Andy Rooney Dave Begel suggested focusing on a few things that actually make Milwaukee, you know, unique: the art museum, the Mitchell Park Domes, Brady Street, etc. Hart and Begel’s suggestions aren’t exactly revelatory or award-winning, but they get the job done without making Milwaukee look foolish—something Visit Milwaukee is occasionally very good at.
So what’s up with Milwaukee’s bizarre relationship with Chicago? Are we still sizing ourselves up against our neighbors to the south? I don’t think so. Contrary to Visit Milwaukee’s unfortunate “Upper North Side” slogan, it seems that Milwaukee stopped comparing itself to Chicago roughly 10 years ago. Over the past decade, the city has come into its own—or, at the very least, grown comfortable with what it is (and isn’t.)
The business world seems to think so, too. On July 17, the Marquette Law School and the Journal Sentinel will hold a star-studded conference on the Marquette campus to discuss “Milwaukee’s future in the Chicago megacity.” Mayor Tom Barrett and a host of Milwaukee and Chicago CEOs will begin a dialogue that will hopefully lead to more cooperation between our two cities. An interesting JS opinion piece lays out a few things that should be addressed:
Milwaukee needs to get Chicago’s attention. Chicagoans are literally ignorant about Milwaukee. Even the Milwaukee Water Council is virtually unknown in Chicago. One cure is a round table of leaders meeting regularly, just to get acquainted and explore potential projects. Mayors and other city officials could join, but the real leadership should come from business groups, unions, universities, or foundations, whose interests span political boundaries.
So if Milwaukee and Chicago business leaders are ready to talk to each other, why does the Visit Milwaukee campaign seem so hopelessly out of touch? If anything, the group’s occasional cluelessness reminds me of other self-professed “expert” local organizations.
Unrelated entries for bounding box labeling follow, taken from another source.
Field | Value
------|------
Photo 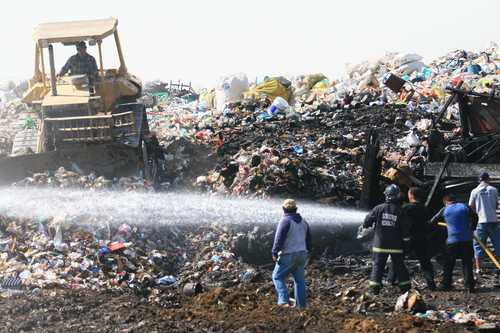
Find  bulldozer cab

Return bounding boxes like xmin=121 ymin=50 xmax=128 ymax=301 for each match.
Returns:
xmin=0 ymin=18 xmax=154 ymax=183
xmin=24 ymin=18 xmax=141 ymax=113
xmin=18 ymin=18 xmax=147 ymax=152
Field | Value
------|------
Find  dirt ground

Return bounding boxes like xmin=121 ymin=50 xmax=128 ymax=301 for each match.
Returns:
xmin=0 ymin=262 xmax=500 ymax=332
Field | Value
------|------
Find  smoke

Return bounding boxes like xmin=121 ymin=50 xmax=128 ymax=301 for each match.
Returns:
xmin=0 ymin=188 xmax=365 ymax=226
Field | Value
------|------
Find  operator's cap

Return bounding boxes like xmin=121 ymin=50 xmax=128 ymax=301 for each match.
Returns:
xmin=283 ymin=199 xmax=297 ymax=210
xmin=384 ymin=184 xmax=399 ymax=200
xmin=76 ymin=40 xmax=87 ymax=49
xmin=479 ymin=171 xmax=490 ymax=180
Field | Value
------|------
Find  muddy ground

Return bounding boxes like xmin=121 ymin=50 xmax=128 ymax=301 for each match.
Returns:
xmin=0 ymin=261 xmax=500 ymax=332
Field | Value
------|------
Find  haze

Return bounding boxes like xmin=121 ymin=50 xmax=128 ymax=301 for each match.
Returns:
xmin=0 ymin=0 xmax=500 ymax=86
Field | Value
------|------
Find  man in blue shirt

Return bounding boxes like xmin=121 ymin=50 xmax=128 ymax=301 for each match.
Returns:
xmin=431 ymin=194 xmax=474 ymax=292
xmin=272 ymin=199 xmax=311 ymax=309
xmin=469 ymin=172 xmax=500 ymax=273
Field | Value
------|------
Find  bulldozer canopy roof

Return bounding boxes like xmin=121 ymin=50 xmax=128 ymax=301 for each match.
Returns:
xmin=33 ymin=18 xmax=118 ymax=44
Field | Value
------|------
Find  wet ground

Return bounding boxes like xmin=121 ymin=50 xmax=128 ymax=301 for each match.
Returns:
xmin=0 ymin=259 xmax=500 ymax=332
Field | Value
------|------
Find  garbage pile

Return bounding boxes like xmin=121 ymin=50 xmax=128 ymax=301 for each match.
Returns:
xmin=138 ymin=44 xmax=500 ymax=205
xmin=0 ymin=82 xmax=31 ymax=157
xmin=0 ymin=216 xmax=258 ymax=307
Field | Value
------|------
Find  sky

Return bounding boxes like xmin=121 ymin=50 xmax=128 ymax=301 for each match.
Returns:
xmin=0 ymin=0 xmax=500 ymax=87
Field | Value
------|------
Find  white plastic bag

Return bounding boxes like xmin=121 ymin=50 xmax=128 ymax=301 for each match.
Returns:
xmin=215 ymin=74 xmax=248 ymax=111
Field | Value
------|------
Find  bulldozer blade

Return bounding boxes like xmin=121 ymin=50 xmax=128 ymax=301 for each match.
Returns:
xmin=0 ymin=144 xmax=139 ymax=185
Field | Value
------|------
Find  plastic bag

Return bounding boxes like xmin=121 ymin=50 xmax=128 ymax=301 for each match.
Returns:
xmin=215 ymin=74 xmax=248 ymax=111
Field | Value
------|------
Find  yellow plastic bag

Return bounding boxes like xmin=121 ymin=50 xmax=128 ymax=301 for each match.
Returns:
xmin=244 ymin=79 xmax=291 ymax=101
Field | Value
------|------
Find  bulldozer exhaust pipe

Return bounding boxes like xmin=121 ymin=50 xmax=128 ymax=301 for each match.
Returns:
xmin=49 ymin=44 xmax=57 ymax=96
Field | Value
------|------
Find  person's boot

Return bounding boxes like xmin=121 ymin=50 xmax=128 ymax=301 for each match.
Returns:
xmin=368 ymin=286 xmax=381 ymax=295
xmin=427 ymin=281 xmax=436 ymax=291
xmin=399 ymin=284 xmax=411 ymax=294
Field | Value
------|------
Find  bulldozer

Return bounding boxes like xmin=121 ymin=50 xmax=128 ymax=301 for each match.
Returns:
xmin=0 ymin=18 xmax=154 ymax=184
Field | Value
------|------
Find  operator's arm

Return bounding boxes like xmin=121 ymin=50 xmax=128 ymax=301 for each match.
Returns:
xmin=90 ymin=57 xmax=99 ymax=78
xmin=59 ymin=56 xmax=73 ymax=76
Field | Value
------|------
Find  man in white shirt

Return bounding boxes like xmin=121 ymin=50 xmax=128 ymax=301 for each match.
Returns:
xmin=469 ymin=172 xmax=500 ymax=273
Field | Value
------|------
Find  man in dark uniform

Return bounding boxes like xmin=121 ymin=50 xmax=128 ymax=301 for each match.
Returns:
xmin=401 ymin=187 xmax=436 ymax=290
xmin=59 ymin=42 xmax=97 ymax=85
xmin=363 ymin=185 xmax=411 ymax=294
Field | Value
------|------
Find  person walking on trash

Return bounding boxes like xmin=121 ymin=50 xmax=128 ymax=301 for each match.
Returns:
xmin=363 ymin=185 xmax=411 ymax=295
xmin=272 ymin=199 xmax=311 ymax=309
xmin=469 ymin=172 xmax=500 ymax=274
xmin=389 ymin=187 xmax=436 ymax=290
xmin=431 ymin=194 xmax=475 ymax=293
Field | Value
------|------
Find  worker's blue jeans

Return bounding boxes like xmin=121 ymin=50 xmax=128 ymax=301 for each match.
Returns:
xmin=273 ymin=251 xmax=307 ymax=309
xmin=474 ymin=222 xmax=500 ymax=258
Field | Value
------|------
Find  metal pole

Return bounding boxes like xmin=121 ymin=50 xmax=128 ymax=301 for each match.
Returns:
xmin=36 ymin=44 xmax=47 ymax=88
xmin=97 ymin=40 xmax=104 ymax=79
xmin=114 ymin=30 xmax=127 ymax=73
xmin=425 ymin=154 xmax=451 ymax=207
xmin=49 ymin=44 xmax=57 ymax=96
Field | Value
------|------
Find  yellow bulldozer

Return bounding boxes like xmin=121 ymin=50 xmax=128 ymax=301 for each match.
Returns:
xmin=0 ymin=18 xmax=158 ymax=183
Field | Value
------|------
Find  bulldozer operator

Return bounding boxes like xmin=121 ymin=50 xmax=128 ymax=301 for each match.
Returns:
xmin=59 ymin=41 xmax=98 ymax=87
Many of these groups seem to know surprisingly little about the city they constantly champion, and are strangely ignorant of its own strengths—defaulting to, as Doyle says, “generic claims of greatness.” How can we best sell ourselves to cities like Chicago? To me, the answer is simple: Get out and truly explore your city, fall in love with your city, and understand your city before asking others to do the same.